After reading Charlie Cochet‘s Hell & High Water, I bought a copy of the sequel, Blood & Thunder.
Description from Goodreads:
When a series of bombs go off in a Therian youth center, injuring members of THIRDS Team Destructive Delta, and causing a rift between agents Dexter J. Daley and Sloane Brodie, peace seems unattainable. Especially when a new and frightening group, the Order of Adrasteia, appears to always be a step ahead. With panic and intolerance spreading and streets becoming littered with the Order’s propaganda, hostility between Humans and Therians grows daily. Dex and Sloane, along with the rest of the team, are determined to take down the Order and restore peace, not to mention settle a personal score. But the deeper the team investigates the bombings, the more they believe there’s a more sinister motive than a desire to shed blood and spread chaos.
Discovering the frightful truth behind the Order’s intent forces Sloane to confront secrets from a past he thought he’d left behind for good, a past that could not only destroy him and his career, but also the reputation of the organization that made him all he is today. Now more than ever, Dex and Sloane need each other, and, along with trust, the strength of their bond will mean the difference between justice and all-out war.
Review:
I liked this better than book one, probably because I was more prepared and knew what I was in for. It better fit my expectations, but it’s still not topping my favourites list.
It’s fairly well written. I kind of thoughts names were occasionally used a little too often to be natural, but didn’t think this was a pervasive issue. It just cropped up now and again. So, I basically have no real complaints about the writing. I don’t remember any big copy edit problems. So, I don’t really have any issue with that either.
It’s just that the whole thing brings out the ‘meh’ in me. Nothing strikes me as deplorable, but nothing makes me fall in love either. The closest the book comes to really piquing my ongoing interest is Ash and Cael’s possible relationship. Dex & Slone: I’m kinda done.

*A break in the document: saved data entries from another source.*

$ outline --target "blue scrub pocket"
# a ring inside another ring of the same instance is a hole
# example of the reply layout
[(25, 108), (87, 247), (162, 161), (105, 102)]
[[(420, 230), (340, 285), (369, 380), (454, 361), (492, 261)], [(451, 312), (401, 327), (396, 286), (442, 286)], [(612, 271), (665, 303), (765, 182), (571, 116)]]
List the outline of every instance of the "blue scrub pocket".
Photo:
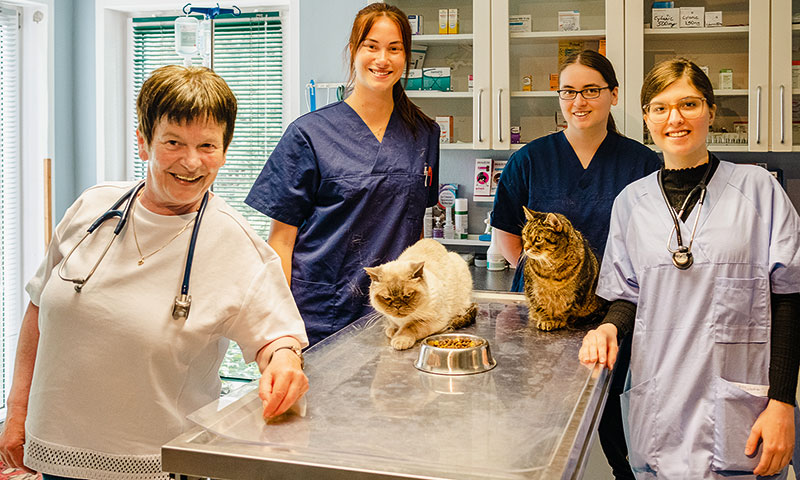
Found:
[(717, 343), (764, 343), (769, 338), (769, 282), (721, 277), (714, 283), (712, 315)]
[(623, 392), (620, 404), (631, 468), (637, 479), (656, 478), (659, 445), (656, 379), (651, 378)]
[(750, 429), (769, 398), (745, 392), (736, 385), (715, 379), (714, 390), (714, 457), (711, 470), (725, 473), (753, 473), (761, 458), (761, 445), (752, 457), (744, 454)]

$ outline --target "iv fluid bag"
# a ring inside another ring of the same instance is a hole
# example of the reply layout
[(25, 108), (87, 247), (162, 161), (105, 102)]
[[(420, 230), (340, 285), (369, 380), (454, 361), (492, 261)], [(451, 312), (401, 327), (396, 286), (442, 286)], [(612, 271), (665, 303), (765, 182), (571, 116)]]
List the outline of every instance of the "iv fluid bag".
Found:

I feel as if the whole thing is like a high school class clown, who’s funny, but obviously trying so hard to be funny that you kinda laugh at him as much as with him and it’s just a little sad. Dex’s antics are over the top, everyone loves him (and really, who’s loved by everyone), he’s too good at his job, too loyal, too funny, too clever, etc. He’s too much.
Sloane, sexy as he is, grated on my nerves. He’s so in his head and so overly dramatic that I basically stopped caring about him. Plus, I thought poor Ash got ignored. I mean, going back to the facility was as bad for him as Sloane, but he gets no screen time for it.
Then there is the percentage of gays in the THIRDS. Now, don’t get me wrong, I read mm romance because I love them and I’m thrilled to know Calvin & Hobbs are working their thing out, Ash & Cael might finally get together, Letty is happy with her long-term girlfriend (or is it Rosa, those women are so secondary, cliché and interchangeable I can’t be sure at this point), Hudson is still pining over Hobb’s brother (and Vice versa), Taylor would love a go at Dex, etc. There appears to be one straight woman in the whole book…well and Maddox. And while individually each is hot in its own way, unless there is some reason for it, it starts to get redundant after a while.
<Don’t read this paragraph if you’re squeamish about sex talk.>If I am really honest, I also happened to think the sex in this one is redundant too. It is just all same-same. I know it seems to be a popular trend these days to cum in the mouth (at least in books, I don’t know about RL), I’m not really bothered by the act itself, but over and over to the exclusion of almost everything else? No thank you, especially when the tone trying to be set is making love as opposed to just fucking. More meh.
I also thought that the ending was anticlimactic. There was all this build-up and then just wham, we’re done. Yes, I get that this was supposed to be indicative of how much of a surprise it was to the leader of the Organisation too, but I felt cheated. Speaking of cheated, am I the only one who would have liked a little shifting in their shifter book? I wanted to see some big cat badass action, but it was not to be.